For women, we are excited to finally go to a romantic comedy with someone other than our mother, selves, or girlfriends. Is that how it really goes though?When you are going to go on a first date with a guy and he suggests going to a movie, here's what he's thinking: avoid awkward conversations, awkward silences, and hopefully sneak in some mild touching/make out sesh*.
Oh the differences between genders.
First of all, who is going to pick the movie? There's a 99.9% chance that you're not going to be interested in the same movie. Obviously you want to go to the Rom-Com, and he wants the action/comic-based movie. He will probably let you choose the movie, but you'll have to make up for his pain with some sort of pleasure. Yes, I'm speaking sexually, or at least something close to it like a parking/make-out sesh. It's only right!
So now that you've decided on a flick, your man is supposed to offer snacks. What if he doesn't? What if you want to pig out? You probably should have snacked before as to not risk looking like a hog with your giant Coke, buttered popcorn, and family sized Reeses' Pieces. I hope he took out a loan for this date. Personally, I pack my own snacks for movies to avoid going into debt, but that would look weird. As if you thought he wouldn't offer, or can't afford it. Now you're just rude.
I know that I mentioned earlier that men think that they are avoiding awkward situations by choosing a movie date, but this just creates different awkward-ness. Obviously the dance of who pays for what (food, tickets, spring for VIP seating, 3D upgrade), but that's unavoidable during any first date.
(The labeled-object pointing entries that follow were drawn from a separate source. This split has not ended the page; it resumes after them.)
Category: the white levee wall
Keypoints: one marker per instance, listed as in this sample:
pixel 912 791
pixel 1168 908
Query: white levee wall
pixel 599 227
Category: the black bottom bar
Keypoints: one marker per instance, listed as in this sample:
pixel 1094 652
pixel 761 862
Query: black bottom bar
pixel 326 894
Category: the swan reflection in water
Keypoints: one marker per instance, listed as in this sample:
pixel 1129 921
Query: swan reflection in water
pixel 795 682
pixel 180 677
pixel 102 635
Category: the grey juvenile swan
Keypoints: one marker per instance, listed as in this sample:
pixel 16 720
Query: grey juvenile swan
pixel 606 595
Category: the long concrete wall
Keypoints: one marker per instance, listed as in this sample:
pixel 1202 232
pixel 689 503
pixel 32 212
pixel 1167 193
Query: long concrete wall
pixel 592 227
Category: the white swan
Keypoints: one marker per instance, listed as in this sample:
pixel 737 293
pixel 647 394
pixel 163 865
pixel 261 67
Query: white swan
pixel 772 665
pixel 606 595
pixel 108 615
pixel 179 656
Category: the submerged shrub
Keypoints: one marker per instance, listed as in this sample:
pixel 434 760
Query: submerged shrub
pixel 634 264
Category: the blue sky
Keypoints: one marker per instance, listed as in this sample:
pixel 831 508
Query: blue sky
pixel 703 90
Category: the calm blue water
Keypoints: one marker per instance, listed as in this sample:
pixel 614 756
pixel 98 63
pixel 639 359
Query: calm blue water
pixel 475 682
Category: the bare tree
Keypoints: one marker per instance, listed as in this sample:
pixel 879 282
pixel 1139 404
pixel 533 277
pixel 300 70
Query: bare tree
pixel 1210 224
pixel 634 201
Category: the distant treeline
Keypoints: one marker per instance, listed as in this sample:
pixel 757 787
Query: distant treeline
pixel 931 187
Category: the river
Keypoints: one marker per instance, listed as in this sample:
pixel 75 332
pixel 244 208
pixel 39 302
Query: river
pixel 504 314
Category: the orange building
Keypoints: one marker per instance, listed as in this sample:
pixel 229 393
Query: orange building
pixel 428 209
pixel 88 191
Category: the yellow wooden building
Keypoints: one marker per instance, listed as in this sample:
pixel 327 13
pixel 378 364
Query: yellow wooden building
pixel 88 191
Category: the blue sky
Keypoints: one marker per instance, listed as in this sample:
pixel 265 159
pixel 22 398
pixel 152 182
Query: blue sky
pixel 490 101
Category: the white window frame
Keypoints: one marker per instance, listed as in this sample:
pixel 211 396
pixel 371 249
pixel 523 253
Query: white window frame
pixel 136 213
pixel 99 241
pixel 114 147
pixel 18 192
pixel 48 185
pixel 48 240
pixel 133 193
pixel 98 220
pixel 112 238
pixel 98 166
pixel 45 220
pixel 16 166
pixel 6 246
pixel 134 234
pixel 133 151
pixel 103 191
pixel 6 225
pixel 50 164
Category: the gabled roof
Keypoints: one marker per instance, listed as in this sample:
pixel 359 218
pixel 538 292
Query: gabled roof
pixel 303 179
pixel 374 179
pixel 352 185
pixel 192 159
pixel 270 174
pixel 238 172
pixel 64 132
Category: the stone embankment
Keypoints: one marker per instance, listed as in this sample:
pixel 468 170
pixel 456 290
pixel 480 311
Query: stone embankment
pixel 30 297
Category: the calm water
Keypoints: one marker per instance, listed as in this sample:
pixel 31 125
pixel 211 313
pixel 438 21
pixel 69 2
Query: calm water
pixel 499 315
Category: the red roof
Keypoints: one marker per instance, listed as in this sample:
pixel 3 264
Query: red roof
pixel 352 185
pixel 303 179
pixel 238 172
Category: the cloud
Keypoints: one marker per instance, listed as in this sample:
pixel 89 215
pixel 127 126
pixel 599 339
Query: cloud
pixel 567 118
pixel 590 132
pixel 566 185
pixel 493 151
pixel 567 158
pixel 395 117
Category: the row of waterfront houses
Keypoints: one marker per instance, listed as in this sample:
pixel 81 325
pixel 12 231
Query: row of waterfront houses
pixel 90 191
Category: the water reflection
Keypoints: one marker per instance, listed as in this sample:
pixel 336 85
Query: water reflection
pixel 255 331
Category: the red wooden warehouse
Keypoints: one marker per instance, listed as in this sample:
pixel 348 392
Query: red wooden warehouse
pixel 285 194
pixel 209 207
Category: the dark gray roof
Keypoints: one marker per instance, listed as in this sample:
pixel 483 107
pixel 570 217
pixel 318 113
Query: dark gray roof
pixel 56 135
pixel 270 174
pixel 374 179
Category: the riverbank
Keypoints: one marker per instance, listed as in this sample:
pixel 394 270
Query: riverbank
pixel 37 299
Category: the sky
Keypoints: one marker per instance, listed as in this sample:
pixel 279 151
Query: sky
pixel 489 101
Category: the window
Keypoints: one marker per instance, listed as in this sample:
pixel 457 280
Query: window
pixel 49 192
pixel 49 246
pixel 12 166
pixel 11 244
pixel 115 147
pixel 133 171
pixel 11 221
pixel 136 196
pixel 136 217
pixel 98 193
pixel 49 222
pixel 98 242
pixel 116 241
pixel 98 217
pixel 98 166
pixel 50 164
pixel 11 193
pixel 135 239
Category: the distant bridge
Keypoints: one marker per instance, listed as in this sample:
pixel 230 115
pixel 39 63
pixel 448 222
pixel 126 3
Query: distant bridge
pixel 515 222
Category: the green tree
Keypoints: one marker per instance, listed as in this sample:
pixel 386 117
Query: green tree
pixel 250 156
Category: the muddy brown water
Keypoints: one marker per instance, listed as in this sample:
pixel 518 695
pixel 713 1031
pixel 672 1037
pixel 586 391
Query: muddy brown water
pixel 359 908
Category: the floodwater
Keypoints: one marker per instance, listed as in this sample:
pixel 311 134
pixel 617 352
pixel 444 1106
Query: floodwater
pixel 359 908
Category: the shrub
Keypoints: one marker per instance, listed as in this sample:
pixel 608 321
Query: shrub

The main culprit of the awkwardness happens during the movie. Theater seating is less than intimate, unless you can lift of the armrest. You just met this guy, do you want to cuddle? Should you cuddle? Is it a cuddling type of movie? Does he try to hold your hand? Will he put his hand on your leg? The worst is probably during a steamy scene. Avoid eye contact, unless you are trying to get it on afterwards.
Movie dates are good in theory, but it lacks the main component of a first date: actually getting to know the person! You don't have a chance to chat other than about the movie afterwards. Whether they were as into the shirtless guy on screen as you, shouldn't have anything to do with going out with them again. If a movie date is unavoidable, I have some advice for you. Compromise when it comes to choosing a movie; choose the action flick with a lot of shirtless guys. Suggest getting dinner before, or drinks after. You may learn something about this person that could help you choose a movie that you both would like. Also, you will have a chance to get to know their personality. Only then will you be able to judge whether or not a heated make out sesh is necessary.
*sesh - abbreviation for session. deal with it.